Any sessions/consultations with third parties will be charged to the undersigned, even if at the request of Taryn Steyn. With regard to minors, feedback sessions to parents are charged in full.
I understand that that the email address and mobile number provided provided by me below will be used for all correspondence related to my appointments and invoices. Should I not receive the related invoice within 5 working days after a session (those that are attended or missed), I will be responsible for ensuring that I follow-up and ensure that I do have a copy of the related invoice.
I, the undersigned, accept that any late-coming will shorten the length of my session and I will be charged in full. Sessions cannot run overtime if the client is late.
Note that the information below with a ‘*’ is mandatory. If you don’t have this information, you can enter a ‘-‘. However, if the information is missing or inaccurate, it will result in a delay of the appointment scheduling, billing process and/ or medical aid follow-up process.
The contract terms in terms of the debit order can be found lower on this page, for your reference.
The following are the terms of the debit order for your reference:
This signed Authority and Mandate refers to our contract as dated as on signature hereof (“the Agreement”). I/We hereby authorise you to issue and deliver payment instructions to the bank for collection against my/our abovementioned account at my/our above mentioned bank (or any other bank or branch to which I/We may transfer my/our account) on condition that the sum of such payment instructions will never exceed my/our obligations as agreed to in the Agreement, and commencing on the commencement date and continuing until this Authority and Mandate is terminated by me/us by giving you notice in writing of no less than 30 ordinary working days, and sent by prepaid registered post or delivered to your address indicated above.

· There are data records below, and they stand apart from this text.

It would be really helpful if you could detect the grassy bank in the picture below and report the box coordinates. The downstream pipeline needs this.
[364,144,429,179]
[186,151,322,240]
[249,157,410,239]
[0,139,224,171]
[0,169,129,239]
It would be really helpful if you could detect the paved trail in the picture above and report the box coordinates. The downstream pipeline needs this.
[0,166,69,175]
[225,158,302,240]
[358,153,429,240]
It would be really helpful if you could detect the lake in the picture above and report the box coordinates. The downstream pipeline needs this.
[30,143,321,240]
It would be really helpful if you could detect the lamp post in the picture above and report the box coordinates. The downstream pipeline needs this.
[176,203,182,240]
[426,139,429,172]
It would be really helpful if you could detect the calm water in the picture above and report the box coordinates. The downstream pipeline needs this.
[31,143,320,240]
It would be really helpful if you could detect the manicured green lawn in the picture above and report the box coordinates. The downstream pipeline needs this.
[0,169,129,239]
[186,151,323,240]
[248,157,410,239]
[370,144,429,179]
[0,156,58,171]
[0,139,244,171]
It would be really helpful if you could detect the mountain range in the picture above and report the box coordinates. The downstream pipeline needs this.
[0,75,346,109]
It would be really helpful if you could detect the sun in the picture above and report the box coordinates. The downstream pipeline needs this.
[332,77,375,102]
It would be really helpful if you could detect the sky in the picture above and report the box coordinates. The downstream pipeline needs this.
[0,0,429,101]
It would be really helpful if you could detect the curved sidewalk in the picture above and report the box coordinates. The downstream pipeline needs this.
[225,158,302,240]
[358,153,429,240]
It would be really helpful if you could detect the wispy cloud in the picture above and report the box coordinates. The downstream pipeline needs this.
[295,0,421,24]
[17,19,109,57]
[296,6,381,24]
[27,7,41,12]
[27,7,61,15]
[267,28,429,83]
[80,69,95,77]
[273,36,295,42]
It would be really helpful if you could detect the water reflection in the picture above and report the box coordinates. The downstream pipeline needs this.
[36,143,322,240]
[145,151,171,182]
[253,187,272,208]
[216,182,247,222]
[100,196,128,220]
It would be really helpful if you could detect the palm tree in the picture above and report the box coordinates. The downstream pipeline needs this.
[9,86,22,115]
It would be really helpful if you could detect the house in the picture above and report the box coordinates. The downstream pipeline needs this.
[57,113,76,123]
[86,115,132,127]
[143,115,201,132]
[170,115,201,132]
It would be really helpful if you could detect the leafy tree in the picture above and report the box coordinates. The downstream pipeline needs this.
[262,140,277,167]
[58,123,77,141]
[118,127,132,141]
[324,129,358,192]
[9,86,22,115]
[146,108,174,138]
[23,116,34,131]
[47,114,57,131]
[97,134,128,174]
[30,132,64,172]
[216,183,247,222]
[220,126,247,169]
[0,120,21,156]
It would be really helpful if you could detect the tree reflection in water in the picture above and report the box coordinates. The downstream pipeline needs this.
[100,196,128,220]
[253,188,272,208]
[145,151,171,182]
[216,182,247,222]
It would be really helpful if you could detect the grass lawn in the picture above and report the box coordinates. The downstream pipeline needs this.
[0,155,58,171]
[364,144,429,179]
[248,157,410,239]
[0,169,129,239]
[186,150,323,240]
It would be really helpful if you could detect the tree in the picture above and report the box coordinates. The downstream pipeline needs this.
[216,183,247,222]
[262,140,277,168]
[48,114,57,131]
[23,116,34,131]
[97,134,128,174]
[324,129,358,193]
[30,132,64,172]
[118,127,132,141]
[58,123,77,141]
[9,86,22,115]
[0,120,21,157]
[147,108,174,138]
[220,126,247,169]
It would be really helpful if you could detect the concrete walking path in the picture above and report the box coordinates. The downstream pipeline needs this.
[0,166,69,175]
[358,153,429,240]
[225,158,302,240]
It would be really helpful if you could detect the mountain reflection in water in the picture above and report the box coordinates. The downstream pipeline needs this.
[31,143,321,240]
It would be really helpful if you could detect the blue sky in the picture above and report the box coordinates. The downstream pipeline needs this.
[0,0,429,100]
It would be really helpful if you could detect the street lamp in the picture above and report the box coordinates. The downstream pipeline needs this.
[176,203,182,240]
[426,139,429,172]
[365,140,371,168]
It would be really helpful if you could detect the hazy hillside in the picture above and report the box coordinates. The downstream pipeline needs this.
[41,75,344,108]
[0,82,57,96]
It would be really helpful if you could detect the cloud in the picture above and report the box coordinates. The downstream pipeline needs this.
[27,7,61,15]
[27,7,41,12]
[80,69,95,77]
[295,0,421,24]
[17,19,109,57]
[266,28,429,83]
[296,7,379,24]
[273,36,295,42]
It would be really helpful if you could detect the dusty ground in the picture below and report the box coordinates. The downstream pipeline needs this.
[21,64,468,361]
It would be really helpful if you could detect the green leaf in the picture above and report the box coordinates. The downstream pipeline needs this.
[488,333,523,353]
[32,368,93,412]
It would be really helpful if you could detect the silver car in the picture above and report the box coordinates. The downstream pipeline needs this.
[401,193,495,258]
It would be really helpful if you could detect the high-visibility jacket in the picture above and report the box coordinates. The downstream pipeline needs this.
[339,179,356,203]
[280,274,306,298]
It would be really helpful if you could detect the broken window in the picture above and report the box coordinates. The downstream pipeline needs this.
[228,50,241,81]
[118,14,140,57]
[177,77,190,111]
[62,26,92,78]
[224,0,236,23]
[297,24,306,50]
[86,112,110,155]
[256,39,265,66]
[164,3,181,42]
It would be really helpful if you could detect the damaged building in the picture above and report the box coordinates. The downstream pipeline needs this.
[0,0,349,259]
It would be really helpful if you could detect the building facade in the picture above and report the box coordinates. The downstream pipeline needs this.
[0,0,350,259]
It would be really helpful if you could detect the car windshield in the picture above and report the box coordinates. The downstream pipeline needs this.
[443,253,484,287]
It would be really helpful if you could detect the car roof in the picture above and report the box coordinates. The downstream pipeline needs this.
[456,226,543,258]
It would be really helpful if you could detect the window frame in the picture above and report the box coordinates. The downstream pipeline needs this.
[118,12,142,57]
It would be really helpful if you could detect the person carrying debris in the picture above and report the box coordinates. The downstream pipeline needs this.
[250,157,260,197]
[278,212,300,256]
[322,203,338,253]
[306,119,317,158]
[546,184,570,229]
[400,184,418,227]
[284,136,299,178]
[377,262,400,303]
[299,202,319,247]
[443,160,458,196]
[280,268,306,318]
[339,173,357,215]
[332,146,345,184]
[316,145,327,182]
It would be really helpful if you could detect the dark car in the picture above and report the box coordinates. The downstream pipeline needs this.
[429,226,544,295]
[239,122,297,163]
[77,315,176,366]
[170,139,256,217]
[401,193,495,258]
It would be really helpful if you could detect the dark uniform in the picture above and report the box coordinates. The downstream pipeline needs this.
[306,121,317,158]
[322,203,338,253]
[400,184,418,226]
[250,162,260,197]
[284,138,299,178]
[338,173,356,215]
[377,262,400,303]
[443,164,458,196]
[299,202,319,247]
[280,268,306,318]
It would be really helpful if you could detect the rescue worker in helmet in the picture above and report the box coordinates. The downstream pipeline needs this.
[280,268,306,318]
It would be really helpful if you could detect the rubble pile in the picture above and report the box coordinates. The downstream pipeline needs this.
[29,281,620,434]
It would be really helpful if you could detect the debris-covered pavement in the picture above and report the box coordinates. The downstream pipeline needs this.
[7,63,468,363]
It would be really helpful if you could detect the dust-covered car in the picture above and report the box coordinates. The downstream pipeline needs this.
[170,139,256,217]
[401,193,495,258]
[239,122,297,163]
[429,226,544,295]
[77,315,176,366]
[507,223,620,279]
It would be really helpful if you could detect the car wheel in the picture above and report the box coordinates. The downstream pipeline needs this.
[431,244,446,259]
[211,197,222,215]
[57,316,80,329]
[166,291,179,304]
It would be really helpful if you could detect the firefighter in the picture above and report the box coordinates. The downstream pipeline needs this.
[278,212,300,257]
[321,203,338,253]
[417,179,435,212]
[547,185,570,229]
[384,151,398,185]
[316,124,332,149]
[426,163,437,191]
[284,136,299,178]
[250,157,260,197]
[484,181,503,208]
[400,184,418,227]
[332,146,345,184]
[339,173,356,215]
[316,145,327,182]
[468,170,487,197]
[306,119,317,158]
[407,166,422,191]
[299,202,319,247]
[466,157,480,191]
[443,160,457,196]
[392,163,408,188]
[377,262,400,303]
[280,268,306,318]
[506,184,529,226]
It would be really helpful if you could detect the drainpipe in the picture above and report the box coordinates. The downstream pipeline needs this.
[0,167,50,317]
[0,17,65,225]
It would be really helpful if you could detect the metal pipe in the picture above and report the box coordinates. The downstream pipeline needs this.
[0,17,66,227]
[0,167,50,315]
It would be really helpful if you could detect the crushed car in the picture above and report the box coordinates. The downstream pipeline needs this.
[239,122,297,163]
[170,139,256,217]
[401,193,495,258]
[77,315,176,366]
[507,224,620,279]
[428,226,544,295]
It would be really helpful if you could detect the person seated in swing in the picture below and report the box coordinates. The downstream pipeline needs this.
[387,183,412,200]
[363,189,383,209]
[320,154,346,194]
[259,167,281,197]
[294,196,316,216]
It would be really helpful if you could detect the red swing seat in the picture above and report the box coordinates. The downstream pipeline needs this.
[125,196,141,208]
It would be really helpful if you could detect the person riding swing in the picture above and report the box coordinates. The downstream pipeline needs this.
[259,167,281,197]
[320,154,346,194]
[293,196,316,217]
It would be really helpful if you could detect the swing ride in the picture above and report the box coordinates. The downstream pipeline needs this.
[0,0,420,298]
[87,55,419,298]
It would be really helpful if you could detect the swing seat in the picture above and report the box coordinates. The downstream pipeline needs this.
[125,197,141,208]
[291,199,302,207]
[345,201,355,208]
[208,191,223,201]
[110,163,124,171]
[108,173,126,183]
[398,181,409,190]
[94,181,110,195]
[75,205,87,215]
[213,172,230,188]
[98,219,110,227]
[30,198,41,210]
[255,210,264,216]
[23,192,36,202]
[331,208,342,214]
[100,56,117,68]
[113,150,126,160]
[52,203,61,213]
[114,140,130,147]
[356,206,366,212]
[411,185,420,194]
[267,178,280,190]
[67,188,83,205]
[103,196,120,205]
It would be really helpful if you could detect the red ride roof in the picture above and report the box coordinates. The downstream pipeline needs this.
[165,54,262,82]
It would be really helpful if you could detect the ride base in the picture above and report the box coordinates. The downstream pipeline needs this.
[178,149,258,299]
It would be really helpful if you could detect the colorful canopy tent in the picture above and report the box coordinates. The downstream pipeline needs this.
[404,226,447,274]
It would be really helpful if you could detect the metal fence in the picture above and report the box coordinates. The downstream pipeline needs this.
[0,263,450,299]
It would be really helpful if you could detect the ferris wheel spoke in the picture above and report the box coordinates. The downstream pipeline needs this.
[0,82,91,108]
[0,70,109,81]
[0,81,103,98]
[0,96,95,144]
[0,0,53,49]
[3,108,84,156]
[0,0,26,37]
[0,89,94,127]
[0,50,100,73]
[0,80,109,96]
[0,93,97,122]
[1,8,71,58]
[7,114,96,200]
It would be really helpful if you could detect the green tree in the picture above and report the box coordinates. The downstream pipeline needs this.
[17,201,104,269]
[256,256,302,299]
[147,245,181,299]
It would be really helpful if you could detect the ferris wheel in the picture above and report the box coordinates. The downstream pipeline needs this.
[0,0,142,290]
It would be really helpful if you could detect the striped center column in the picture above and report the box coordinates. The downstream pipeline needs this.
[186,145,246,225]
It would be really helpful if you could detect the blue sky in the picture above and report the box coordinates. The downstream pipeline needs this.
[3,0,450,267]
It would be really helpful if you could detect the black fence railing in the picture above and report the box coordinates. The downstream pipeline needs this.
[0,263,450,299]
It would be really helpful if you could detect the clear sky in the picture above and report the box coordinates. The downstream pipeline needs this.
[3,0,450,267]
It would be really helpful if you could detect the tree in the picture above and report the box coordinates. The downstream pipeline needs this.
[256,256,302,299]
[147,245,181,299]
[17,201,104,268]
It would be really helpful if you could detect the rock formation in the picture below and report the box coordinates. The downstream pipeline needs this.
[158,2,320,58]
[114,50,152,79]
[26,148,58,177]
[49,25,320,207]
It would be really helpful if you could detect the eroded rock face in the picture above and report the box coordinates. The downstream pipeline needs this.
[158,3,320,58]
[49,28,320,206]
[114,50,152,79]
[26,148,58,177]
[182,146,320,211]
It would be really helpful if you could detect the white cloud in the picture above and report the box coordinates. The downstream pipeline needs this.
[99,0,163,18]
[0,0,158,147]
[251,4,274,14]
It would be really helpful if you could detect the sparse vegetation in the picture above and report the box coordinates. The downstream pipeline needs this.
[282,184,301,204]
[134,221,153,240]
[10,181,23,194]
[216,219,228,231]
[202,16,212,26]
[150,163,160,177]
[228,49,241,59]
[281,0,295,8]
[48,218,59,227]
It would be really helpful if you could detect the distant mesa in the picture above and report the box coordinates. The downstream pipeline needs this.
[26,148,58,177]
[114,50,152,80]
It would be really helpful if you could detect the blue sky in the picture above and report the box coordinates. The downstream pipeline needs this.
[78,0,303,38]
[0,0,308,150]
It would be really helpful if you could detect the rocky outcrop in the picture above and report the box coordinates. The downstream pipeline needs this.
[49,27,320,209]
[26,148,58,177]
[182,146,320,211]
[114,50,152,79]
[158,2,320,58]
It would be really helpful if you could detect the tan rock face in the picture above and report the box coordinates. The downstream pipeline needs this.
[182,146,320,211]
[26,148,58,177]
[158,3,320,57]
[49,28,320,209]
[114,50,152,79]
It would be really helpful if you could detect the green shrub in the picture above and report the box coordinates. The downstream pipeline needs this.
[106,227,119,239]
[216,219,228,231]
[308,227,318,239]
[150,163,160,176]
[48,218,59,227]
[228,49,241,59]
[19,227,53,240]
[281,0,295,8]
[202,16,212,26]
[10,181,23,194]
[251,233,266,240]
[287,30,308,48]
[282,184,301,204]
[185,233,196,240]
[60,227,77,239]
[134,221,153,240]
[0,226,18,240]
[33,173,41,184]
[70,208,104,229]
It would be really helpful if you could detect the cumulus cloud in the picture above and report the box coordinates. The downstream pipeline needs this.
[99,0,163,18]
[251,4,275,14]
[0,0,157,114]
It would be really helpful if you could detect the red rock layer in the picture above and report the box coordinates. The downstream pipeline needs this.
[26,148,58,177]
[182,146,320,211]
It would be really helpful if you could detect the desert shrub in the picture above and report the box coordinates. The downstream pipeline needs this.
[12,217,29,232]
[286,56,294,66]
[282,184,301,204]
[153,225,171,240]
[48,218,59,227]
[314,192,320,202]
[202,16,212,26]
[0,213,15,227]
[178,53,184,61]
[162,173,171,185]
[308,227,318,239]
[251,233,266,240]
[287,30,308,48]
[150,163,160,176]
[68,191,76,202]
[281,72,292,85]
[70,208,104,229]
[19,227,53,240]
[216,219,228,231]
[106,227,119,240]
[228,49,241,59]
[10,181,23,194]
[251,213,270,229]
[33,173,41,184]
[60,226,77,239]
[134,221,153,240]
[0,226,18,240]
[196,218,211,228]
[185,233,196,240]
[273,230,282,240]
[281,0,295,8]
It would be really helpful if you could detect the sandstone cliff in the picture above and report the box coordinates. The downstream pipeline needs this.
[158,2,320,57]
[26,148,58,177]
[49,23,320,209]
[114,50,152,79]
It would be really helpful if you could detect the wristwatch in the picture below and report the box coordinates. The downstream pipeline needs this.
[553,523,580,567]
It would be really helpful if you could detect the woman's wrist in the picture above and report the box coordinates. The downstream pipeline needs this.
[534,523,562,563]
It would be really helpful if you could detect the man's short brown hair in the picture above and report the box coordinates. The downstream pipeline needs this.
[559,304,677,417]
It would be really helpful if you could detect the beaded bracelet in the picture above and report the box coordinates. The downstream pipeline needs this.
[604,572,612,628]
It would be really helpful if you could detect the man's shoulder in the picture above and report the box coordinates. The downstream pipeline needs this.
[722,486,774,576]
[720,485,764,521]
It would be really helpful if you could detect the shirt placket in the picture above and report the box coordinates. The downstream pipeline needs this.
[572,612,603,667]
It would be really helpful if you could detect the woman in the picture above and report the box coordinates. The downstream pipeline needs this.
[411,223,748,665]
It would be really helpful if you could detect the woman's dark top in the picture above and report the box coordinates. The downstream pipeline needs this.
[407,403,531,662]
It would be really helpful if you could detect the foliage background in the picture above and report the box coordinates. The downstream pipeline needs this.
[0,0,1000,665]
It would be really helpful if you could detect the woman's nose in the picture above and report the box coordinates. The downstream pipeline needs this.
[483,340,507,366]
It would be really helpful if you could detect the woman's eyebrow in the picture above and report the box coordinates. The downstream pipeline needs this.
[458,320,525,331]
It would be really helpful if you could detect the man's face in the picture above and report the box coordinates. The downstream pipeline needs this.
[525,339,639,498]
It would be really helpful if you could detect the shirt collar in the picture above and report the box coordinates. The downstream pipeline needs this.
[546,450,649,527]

The individual payment instructions so authorised to be issued must be issued and delivered as follows:
Daily; on or after the dates when the obligation in terms of the Agreement is due and the amount of each individual payment instruction may not be more or less that the obligation due;
I/We understand that the withdrawals hereby authorised will be processed through a computerized system provided by the South African Banks and I also understand that details of each withdrawal will be printed on my bank statement. Each transaction will contain a number, which must be included in the said payment instruction and if provided to you should enable you to identify the Agreement. A payment reference is added to this form before the issuing of any payment instruction. I/We shall not be entitled to any refund of amounts which you have withdrawn while this authority was in force, if such amounts were legally owing to you.
I/We acknowledge that all payment instructions issued by you shall be treated by my/our above mentioned bank as if the instructions had been issued by me/us personally.
As per outstanding invoices processed by Taryn Steyn.
I/We agree that although this Authority and Mandate may be cancelled by me/us, such cancellation will not cancel the Agreement. I/We shall not be entitled to any refund of amounts which you have withdrawn while this authority was in force, if such amounts were legally owing to you.
I/We acknowledge that this Authority may be ceded to or assigned to a third party if the agreement is also ceded or assigned to that third party, but in the absence of such assignment of the Agreement, this Authority and Mandate cannot be assigned to any third party.